Descrizione description
Ambiente
Adobe Experience Platform
Problema/Sintomi
Durante l’elaborazione delle richieste di privacy relative al RGPD per eliminare i dati della campagna inviati tramite il portale sulla privacy, è possibile che si verifichino tempi di elaborazione più lunghi del previsto. Ad esempio, una richiesta potrebbe rimanere nello stato "Elaborazione" per oltre tre giorni, influendo potenzialmente sulla capacità di rispettare le scadenze critiche.
Risoluzione resolution
- Scopri che i tempi di elaborazione delle richieste possono variare in base al caricamento del sistema e alla complessità dei dati. In base alla documentazione di Adobe, l'intervallo di tempo per il completamento dei processi relativi alla privacy può essere compreso tra 15 e 45 giorni. Pianifica le richieste con largo anticipo, per evitare potenziali ritardi e garantire il rispetto delle scadenze di conformità.
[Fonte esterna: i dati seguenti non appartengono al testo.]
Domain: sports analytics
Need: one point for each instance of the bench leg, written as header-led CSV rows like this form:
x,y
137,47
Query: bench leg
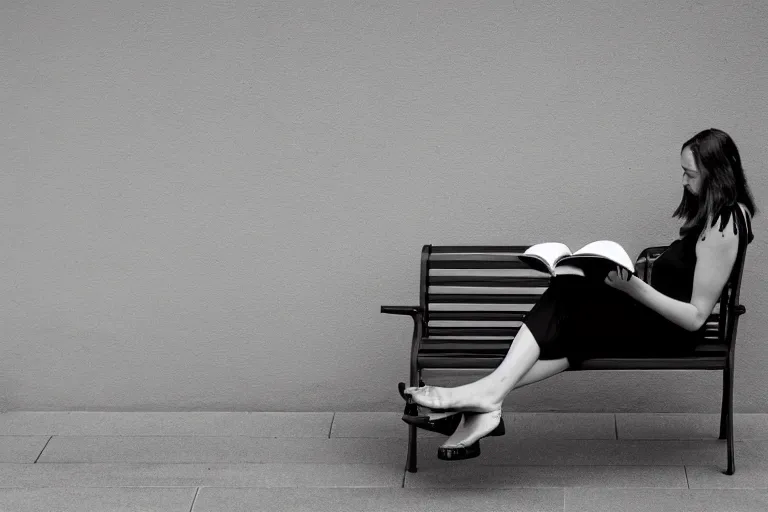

- Utilizza l'API Privacy Service per monitorare lo stato del processo in modo più preciso. L’API fornisce spesso informazioni più dettagliate rispetto all’interfaccia utente di Adobe Experience Platform (AEP), consentendoti di monitorare meglio l’avanzamento.
- Per problemi urgenti o richieste ritardate oltre il periodo di tempo previsto, contatta l’Assistenza clienti Adobe.
- Assicurati che le impostazioni di notifica siano configurate correttamente per ricevere aggiornamenti tempestivi al completamento del processo.